Evidence for the evolution of fertilization incompatibilities and rapid speciation can be biased by the occurrence of hybridization and reproductive endosymbionts such as Wolbachia. For example, patterns of mitochondrial DNA (mtDNA) variation can be obscured by mitotypes hitchhiking on extrachromosomal elements like Wolbachia, while such endosymbionts can also induce phenotypes that mirror the operation of intrinsic fertilization incompatibilities between species. Therefore, before strong inferences can be drawn concerning the rates and processes of speciation in arthropod systems, we must first assess whether extrinsic endosymbionts obscure patterns of speciation. Here, I use the Allonemobius fasciatus-socius species complex to determine what role Wolbachia has played in the presumed rapid divergence of this complex by analyzing patterns of mtDNA and nuclear DNA variation in conjunction with sequence and cytoplasmic incompatibility data on Wolbachia. Data on molecular variation suggest that Wolbachia has not induced a strong selective sweep of the mitochondrial genome; nor does Wolbachia appear to induce cytoplasmic incompatibility. Preliminary evidence indicates that a third species identified within this complex, A. sp. nov. Tex, is partially reproductively isolated from A. socius, its closest relative, via conspecific sperm precedence or some form of postzygotic isolation. Moreover, shared mitotypes between A. sp. nov. Tex and A. socius may indicate the occurrence of a hybrid zone between these species near the border of Texas and Louisiana, although they may also represent shared ancestral polymorphisms. Molecular data also indicate that all three species in this complex diverged from a common ancestor as recently as 3000-30,000 years ago. Finally, the radiation of this complex from its ancestral population likely occurred in the presence of one strain of Wolbachia, thus suggesting a minimal role for Wolbachia during this burst of speciation. In total, barriers to gene flow do appear to have evolved very rapidly in this group of crickets.

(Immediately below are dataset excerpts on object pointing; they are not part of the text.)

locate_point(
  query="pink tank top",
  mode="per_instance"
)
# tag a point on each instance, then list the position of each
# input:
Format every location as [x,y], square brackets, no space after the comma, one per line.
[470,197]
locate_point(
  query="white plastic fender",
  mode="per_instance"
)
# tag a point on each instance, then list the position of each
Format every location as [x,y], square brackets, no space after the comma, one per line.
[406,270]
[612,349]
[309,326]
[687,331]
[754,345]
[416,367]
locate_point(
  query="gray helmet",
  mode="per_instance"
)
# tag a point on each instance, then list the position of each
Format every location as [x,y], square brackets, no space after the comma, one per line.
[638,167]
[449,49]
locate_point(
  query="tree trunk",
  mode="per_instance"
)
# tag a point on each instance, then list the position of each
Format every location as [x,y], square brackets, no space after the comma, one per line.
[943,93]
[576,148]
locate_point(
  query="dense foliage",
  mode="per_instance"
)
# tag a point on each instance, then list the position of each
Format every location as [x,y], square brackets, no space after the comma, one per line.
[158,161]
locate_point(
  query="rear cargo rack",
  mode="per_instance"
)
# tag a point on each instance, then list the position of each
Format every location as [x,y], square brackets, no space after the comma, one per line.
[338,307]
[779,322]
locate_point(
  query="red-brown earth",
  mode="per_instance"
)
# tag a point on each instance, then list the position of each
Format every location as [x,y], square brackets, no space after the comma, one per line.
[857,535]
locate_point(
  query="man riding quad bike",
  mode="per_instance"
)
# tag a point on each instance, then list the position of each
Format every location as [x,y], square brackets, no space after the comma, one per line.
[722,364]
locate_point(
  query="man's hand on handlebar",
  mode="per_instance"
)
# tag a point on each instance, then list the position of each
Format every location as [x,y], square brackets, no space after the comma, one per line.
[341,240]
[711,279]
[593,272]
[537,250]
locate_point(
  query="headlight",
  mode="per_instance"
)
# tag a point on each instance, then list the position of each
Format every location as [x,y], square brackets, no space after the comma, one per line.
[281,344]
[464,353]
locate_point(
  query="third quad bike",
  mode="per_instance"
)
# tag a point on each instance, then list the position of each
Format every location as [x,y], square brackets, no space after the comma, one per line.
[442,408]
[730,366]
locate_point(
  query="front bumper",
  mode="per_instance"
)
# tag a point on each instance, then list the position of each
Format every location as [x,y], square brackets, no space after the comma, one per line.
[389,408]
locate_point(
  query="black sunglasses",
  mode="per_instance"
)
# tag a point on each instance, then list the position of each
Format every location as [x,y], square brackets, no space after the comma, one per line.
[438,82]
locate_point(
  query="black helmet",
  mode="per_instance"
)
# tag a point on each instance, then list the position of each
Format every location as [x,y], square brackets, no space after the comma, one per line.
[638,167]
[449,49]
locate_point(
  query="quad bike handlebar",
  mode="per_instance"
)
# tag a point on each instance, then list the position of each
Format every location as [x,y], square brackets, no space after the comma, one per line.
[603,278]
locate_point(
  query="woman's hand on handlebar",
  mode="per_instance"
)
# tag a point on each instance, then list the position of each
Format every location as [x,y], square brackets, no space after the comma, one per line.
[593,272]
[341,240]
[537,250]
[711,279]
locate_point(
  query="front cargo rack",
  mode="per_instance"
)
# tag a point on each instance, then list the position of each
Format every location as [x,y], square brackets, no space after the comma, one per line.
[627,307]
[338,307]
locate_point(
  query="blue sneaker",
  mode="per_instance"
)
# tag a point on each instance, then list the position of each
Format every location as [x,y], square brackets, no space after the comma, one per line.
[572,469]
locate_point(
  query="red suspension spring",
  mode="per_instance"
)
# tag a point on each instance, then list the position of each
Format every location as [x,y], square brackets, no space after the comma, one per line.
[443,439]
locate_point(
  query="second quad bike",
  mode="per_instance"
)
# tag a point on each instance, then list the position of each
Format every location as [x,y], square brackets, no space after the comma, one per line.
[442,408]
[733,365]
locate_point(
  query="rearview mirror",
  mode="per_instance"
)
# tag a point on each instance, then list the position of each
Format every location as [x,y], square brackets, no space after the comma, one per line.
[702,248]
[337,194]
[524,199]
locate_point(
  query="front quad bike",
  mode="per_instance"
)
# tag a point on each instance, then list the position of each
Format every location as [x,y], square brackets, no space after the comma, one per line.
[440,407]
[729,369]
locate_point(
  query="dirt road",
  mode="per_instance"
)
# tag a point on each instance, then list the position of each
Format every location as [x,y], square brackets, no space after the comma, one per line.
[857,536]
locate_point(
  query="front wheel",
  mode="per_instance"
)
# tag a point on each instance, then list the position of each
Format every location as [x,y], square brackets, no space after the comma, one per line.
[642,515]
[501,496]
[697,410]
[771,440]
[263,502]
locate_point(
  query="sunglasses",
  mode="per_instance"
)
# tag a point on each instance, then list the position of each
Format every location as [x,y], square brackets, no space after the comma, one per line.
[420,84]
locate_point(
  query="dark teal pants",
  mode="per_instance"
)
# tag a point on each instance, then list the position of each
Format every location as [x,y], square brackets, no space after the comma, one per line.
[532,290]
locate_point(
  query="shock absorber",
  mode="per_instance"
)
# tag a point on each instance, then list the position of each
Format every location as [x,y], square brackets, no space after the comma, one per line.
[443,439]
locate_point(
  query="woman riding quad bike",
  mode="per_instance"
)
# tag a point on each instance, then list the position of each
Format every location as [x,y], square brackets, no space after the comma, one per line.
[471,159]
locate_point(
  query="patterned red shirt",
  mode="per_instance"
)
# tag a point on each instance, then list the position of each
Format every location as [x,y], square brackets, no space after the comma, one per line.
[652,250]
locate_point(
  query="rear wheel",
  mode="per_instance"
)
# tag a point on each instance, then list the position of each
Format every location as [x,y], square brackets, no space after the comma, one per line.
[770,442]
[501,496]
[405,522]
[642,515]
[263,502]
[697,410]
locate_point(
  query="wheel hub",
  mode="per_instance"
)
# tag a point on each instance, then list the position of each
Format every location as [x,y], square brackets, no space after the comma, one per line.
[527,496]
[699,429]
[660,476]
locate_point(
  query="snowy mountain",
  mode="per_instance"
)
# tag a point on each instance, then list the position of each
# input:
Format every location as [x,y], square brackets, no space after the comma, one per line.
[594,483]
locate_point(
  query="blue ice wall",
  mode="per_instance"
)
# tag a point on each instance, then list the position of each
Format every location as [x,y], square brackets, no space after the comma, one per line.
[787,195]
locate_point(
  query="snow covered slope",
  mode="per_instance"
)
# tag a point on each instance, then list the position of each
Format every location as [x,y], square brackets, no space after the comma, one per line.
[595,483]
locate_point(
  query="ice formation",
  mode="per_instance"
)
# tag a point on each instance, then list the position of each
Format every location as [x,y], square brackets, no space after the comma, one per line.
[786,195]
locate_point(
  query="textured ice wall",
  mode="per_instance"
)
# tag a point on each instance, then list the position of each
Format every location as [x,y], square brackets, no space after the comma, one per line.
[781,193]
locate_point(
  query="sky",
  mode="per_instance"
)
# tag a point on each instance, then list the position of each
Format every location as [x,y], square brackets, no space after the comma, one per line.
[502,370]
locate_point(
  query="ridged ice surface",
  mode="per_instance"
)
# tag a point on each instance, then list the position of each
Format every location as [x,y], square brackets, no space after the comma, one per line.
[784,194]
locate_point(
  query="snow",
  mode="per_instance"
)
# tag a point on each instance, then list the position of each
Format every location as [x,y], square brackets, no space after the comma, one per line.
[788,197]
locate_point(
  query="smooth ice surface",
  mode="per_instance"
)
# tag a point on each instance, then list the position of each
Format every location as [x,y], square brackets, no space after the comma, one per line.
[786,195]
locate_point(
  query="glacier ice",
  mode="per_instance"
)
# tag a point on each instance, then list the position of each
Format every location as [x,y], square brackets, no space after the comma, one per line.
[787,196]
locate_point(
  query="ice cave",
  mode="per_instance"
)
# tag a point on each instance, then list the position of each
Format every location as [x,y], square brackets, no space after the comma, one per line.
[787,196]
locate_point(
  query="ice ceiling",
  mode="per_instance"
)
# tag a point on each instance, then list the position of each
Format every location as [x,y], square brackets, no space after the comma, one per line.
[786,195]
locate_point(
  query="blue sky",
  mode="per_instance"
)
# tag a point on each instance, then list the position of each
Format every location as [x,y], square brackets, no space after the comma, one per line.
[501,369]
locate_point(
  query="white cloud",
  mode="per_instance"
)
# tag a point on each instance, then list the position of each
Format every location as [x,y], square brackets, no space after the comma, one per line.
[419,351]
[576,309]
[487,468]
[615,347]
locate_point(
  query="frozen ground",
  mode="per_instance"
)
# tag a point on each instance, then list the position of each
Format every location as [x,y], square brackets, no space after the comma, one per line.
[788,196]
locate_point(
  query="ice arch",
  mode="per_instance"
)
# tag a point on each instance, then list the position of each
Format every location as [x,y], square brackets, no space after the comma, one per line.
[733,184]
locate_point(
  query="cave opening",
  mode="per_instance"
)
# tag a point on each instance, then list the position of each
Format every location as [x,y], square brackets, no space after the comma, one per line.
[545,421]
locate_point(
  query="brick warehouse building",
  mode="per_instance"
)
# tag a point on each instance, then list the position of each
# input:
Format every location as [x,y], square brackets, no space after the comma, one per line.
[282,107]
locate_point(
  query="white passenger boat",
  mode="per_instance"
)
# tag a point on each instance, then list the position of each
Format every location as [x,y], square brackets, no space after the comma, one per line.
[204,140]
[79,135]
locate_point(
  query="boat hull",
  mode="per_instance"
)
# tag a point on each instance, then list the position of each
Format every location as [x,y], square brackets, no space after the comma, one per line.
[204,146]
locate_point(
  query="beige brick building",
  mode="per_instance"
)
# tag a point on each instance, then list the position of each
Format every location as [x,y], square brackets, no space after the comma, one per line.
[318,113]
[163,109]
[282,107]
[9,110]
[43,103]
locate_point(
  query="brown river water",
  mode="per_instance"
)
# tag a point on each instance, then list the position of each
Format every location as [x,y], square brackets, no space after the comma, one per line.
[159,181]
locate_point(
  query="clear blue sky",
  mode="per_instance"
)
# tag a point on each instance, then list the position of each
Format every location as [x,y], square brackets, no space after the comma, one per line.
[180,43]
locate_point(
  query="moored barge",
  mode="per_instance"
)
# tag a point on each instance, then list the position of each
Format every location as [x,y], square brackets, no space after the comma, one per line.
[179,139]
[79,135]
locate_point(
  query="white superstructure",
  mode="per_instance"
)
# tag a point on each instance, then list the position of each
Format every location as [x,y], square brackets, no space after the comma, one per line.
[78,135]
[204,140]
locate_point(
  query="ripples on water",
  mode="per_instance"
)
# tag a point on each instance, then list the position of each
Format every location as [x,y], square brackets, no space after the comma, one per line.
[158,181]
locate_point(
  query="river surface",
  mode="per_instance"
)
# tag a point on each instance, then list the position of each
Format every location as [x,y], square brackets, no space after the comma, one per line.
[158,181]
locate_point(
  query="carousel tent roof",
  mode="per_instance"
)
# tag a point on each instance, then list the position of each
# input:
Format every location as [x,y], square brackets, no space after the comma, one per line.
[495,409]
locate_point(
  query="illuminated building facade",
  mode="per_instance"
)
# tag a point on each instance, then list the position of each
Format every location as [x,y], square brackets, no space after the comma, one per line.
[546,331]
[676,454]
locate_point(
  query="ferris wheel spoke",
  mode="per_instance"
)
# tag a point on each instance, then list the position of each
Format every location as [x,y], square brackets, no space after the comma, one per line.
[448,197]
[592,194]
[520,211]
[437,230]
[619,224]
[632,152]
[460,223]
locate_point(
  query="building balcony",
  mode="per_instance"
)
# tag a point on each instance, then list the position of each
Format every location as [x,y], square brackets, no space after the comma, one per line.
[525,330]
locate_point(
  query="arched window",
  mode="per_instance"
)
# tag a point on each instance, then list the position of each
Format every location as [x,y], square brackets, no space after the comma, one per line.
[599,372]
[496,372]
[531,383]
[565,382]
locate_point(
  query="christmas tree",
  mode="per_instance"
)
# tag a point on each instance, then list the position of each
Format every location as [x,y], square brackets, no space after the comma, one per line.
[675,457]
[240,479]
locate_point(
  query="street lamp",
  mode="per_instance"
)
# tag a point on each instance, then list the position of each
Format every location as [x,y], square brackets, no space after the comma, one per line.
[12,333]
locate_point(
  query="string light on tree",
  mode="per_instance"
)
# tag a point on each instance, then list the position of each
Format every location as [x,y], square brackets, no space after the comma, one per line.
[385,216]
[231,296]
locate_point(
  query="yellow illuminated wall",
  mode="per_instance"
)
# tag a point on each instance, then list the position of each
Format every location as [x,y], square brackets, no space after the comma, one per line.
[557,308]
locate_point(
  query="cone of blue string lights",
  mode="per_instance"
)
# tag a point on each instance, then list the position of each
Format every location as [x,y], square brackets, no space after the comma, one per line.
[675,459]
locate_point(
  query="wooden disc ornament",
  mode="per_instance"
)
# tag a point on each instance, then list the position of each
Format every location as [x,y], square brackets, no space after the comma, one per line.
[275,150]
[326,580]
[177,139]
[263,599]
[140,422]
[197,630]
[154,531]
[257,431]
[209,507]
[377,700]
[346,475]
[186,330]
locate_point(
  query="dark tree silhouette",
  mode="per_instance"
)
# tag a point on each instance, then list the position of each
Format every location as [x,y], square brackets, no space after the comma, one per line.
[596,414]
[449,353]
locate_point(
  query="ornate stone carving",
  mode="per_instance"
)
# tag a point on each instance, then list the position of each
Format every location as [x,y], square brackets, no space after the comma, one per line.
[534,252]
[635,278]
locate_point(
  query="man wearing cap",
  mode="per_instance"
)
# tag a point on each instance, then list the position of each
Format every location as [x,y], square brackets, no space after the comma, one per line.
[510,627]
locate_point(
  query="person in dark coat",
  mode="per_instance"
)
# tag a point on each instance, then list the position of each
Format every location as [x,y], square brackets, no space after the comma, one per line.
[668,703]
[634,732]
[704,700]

The genetics of reproductive isolation: a retrospective and prospective look with comments on ground crickets.

An intriguing aspect of the current renaissance in investigations of the genetics of reproductive isolation is that it has been dominated by studies that resemble work done in the 1930s, 1940s, and 1950s. The dominant model organism (Drosophila), research approaches, and traits of interest (sterility and inviability of hybrids) all harken back to this earlier era. Herein, we explore the factors that led to a rebirth of interest in the genetics of reproductive isolation and to the adoption of the approaches of an earlier generation of biologists. At the same time, we appeal for more intensive investigations of traits that reproductively isolate closely related species, inclusion of a greater range of organisms in studies of reproductive isolation, and focus on a broader range of questions surrounding speciation. We end with a description of ongoing quantitative trait loci (QTL) studies of conspecific sperm precedence in the ground crickets Allonemobius fasciatus and Allonemobius socius. We have found several QTL with large effects on variance in patterns of sperm utilization in backcross females. Moreover, some QTL have an antagonistic effect on conspecific sperm, a finding that lends support to the hypothesis that rapid evolution of conspecific sperm precedence is a by-product of sexual conflict.